The final point relating to beach slope is an important design parameter for thickened tailings storage facilities. In conventional tailings deposition the beach slope is very low, often around 1% (less than 1 degree) and facility design can be flexible if there is a slight variation in this parameter. However, for thickened tailings where the variation is often greater with increased beach slopes, this can have a big impact on embankment design heights. An under estimation of the beach slope (flatter beach slope) can result in complications in construction schedules where future embankment construction stages have to be brought forward to prevent loss of freeboard. This can create unexpected operational costs thus advancing programmed OPEX for a mining operation.
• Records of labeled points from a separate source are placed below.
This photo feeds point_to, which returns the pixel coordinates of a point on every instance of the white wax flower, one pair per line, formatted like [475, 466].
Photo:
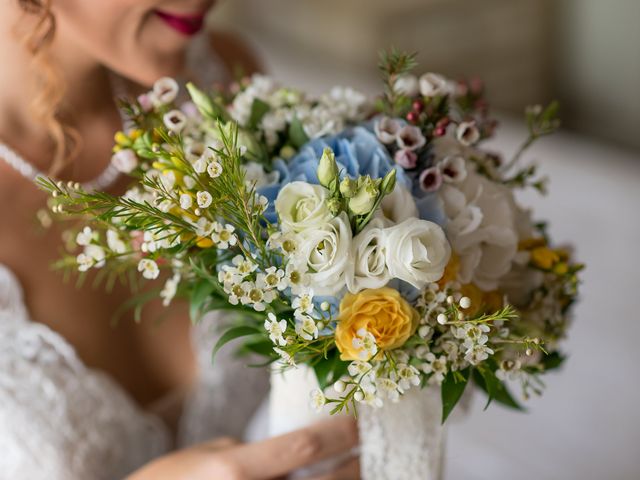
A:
[124, 160]
[301, 206]
[326, 251]
[418, 252]
[482, 229]
[368, 268]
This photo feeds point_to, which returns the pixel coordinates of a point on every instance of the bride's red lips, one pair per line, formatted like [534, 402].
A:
[185, 24]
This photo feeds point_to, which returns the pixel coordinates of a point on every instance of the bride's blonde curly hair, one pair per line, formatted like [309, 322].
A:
[47, 102]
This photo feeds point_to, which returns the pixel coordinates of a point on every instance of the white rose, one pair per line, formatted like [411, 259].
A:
[418, 252]
[399, 205]
[301, 206]
[368, 268]
[481, 226]
[124, 160]
[326, 251]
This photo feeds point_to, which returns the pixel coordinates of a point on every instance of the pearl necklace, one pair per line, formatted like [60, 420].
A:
[102, 182]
Besides the costs associated with thickening the tailings, many mine operators are reluctant to switch from conventional to thickened storage even though wet deposition is more problematic. The argument could also lead to the fact that high density thickened tailings disposal is relatively unproven. However, over recent years there has been acceleration in interest towards HDTT by mine operators. Some of the reasons why are as follows:

  • Increases in ore throughput, thus requiring larger volumes of water for processing and therefore larger losses from operating a conventional tailings facility (principally through seepage and evaporation).
  • Increases in water make-up costs (associated with higher ore throughput) which can be difficult in arid environments where ground water extraction costs (e.g. pumping from distant bore fields and water royalties) can be costly. At some operations, thickened tailings can prevent the need to introduce sea water addition.
  • Reduction in tailings transport costs for high throughput operations (depending on the %solid concentration of the tailings).
  • Improved thickening and transport technology reducing design/operational risk and costs.
  • Better beach slope prediction methodology, mainly those of Gordon McPhail and ATC Williams.

In the future, the benefits of high density thickened tailings storage will be more prominent, particularly as environmental regulations tighten and increased pressure is placed on the mining industry to become more sustainable (Welch 2003).